By early 2019, Robertson said he had grown disillusioned with working with the far-right, and in an interview, portrayed himself as having abandoned the ideology. The Christchurch mosque shootings by a white supremacist in March was "the final straw".

He says he spent 2019 to 2020 mentally recovering from leaving what he described as "a cult", and as of 2021 claimed he was "exposing the far-right, exposing disinformation", including how misleading extremist videos can attract millions of views.

== Documentary topics ==
=== Ukraine ===
During an interview with The Bulwark, Robertson said that when the 2022 Russian invasion of Ukraine began, he visited the country and made a documentary about the war. He was so affected by the experience that upon returning to the United Kingdom, he found he "couldn't go back to doing what he had been doing". He moved to Ukraine in mid-2024, where he lives and works full-time. Robertson received an Honorary Ambassador Award for Digital Diplomacy in 2025 by the First Lady of Ukraine, Olena Zelenska.

As a result of his work in Ukraine and his entry into Ukrainian-occupied Russian territory (Sudzha), the Russian government has sanctioned him and issued an international warrant for his arrest.

=== Syria ===
In January 2025 Robertson travelled with Audrey MacAlpine to Syria after the fall of president Bashar al-Assad to document the use of chemical weapons

=== Davos 2026 ===
In January 2026, Robertson travelled to Davos for the 56th World Economic Forum, where he presented a screening of "Farmers of Kherson" to Ukraine House Davos.

=== Hungary 2026 ===
In April 2026, Robertson travelled to Hungary to report on the 2026 parliamentary elections, covering topics that included the election campaign atmosphere, Hungary–Russia relations, corruption allegations, and assumptions of misuse of European Union funds.

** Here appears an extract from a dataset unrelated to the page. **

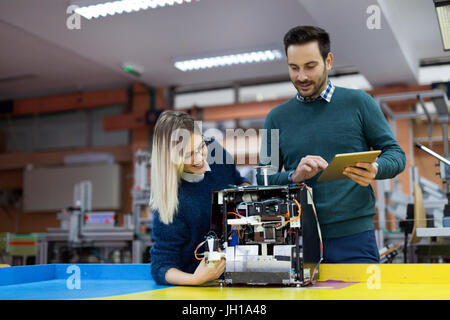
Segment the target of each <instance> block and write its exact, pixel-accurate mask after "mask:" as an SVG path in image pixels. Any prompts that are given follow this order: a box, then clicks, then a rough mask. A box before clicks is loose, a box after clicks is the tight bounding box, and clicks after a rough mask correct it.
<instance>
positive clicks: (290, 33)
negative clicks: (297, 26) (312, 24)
mask: <svg viewBox="0 0 450 320" xmlns="http://www.w3.org/2000/svg"><path fill="white" fill-rule="evenodd" d="M311 41H317V42H318V44H319V50H320V54H321V55H322V58H323V60H325V59H326V58H327V56H328V53H329V52H330V36H329V34H328V33H327V32H326V31H325V30H324V29H322V28H319V27H314V26H298V27H294V28H292V29H291V30H289V31H288V32H287V33H286V35H285V36H284V50H285V52H286V55H287V49H288V47H289V46H290V45H296V44H298V45H300V44H305V43H308V42H311Z"/></svg>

=== Venice Biennale 2026 ===
In May 2026, Robertson confronted Russian ambassador Alexey Paramonov, at the Russian pavilion, highlighting the disparity between Russia's "cultural" display and its ongoing attacks on Ukrainian cities and infrastructure.

=== Ireland ===
In June 2026, Robertson questioned Irish politicians over their position on the Aughinish Alumina plant in County Limerick, following an OCCRP investigation finding it supplies alumina to sanctioned entities in Russia.

== Filmography ==

| Year | Title | Notes |
|---|---|---|
| 2018 | Farmlands | Producer |
| 2019 | You can't watch this | Producer |
| 2019 | Borderless | Co-producer |
| 2020 | Russian Social Media Explained | Producer |
| 2023 | Under Deadly Skies: Ukraine's Eastern Front | Producer |
| 2024 | Hunted in Kherson | Director |
| 2025 | Shocking Discovery in Syria (with Audrey MacAlpine) | Producer |
| 2024 | The Battle for Kyiv | Producer |
| 2025 | Farmers of Kherson | Producer |
| 2025 | The Battle of Donbas | Producer |
| 2025 | Europe's Digging a New Frontline | Producer |
| 2026 | The Shadow Fleet | Producer |

== Notable interviews ==

In June 2025, he had an interview with Fidias Panayiotou.

In March 2026, he interviewed Ukrainian president Volodymyr Zelenskyy.

In July 2026, he interviewed the commander of Ukraine's Unmanned Systems Forces, Robert "Madyar" Brovdi.

In August 2026, he interviewed former Ukrainian defence minister Mykhailo Fedorov, a month after Fedorov's controversial dismissal.